Neoliberalism in Crisis

The hard-pressed, insecure, plundered community is supposed to pay the bill of a more than thirty-year long orgy of redistribution from below to above, from the public to the private. Millions of workers have lost not only their jobs, but also their homes and pensions. The financial crisis is intertwined with a cyclical economic crisis and the exhaustion of previous fields of growth of a self-centred society and the information technology revolution. At the same time, the costs of global warming explode and take away from hundreds of millions of people the foundation of their life. The economic crises interwoven with each other threaten to flow into strengthened constraints of repression and competition and to become the lever of a perfected system of neo-colonial exploitation.

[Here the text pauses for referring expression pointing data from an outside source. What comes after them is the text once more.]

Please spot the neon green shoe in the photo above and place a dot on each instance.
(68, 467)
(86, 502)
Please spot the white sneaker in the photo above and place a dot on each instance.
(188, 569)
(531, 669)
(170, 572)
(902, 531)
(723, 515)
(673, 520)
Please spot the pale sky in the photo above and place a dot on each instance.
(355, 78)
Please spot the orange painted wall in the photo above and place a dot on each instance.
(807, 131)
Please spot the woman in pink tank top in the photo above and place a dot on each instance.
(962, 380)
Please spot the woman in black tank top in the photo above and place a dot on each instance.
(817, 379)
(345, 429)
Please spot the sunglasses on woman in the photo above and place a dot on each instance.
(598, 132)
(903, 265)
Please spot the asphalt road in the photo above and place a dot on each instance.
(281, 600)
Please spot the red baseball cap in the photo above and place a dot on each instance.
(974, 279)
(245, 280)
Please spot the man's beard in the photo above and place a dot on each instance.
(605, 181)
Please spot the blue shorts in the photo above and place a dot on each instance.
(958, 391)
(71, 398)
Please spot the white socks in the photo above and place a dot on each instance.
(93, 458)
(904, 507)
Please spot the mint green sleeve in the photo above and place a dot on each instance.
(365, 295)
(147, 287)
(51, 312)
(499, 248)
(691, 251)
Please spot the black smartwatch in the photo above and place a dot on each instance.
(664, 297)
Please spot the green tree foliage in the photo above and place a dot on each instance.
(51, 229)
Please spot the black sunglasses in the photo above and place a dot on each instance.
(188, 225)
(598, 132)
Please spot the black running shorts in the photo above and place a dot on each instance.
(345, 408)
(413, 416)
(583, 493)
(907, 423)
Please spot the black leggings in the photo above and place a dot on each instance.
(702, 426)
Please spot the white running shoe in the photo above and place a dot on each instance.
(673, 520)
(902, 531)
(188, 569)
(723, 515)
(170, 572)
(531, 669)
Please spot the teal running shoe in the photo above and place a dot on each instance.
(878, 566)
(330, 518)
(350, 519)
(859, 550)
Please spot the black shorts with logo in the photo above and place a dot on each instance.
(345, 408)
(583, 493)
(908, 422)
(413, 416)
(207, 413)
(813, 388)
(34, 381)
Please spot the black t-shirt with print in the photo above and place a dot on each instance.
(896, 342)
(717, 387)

Neoliberal Responses to the Over-Accumulation Crisis

The crisis of neoliberal financial capitalism broke out in its core and has a systemic cause: it was triggered by a previously unrecognised self-governance of the financial sphere with respect to other economic fields and the inclusion of all social fields into speculative financial businesses beyond any possibilities of social or state organisation.

Fundamentally, in the face of the real relations of forces, different ways of overcoming the current economic crisis are thinkable and are to be viewed from an historical perspective as possible. Each of these ways is of a political nature and does not emerge spontaneously from the economy. They all presuppose active dimensions of the state. It would be a catastrophe if the economic crisis were to be coupled with a collapse of such dimensions of the state.

One can attempt to direct the surplus capital into new areas of investment. A current possibility, in no way to be discounted, is also an inflation policy, linked with extreme social and international tensions. Both – the opening up of new fields of accumulation or the inflationary devalorisation of capital – can also go together hand in hand. If the current tendency of over-accumulation of capital is not stopped, the explosive material of an even greater financial, economic and social crisis will build up.

The Social Crisis of Financial Capitalism and
the Necessity of Alternatives

Whether or not the current crisis will become a systemic crisis is an open question. As a structural crisis of capitalism, however, it is in many respects a social crisis of capitalism.

First: with the crisis of the market radical mode of regulation whose exposed expression is the financial crisis, the ideology of neoliberalism has been shaken.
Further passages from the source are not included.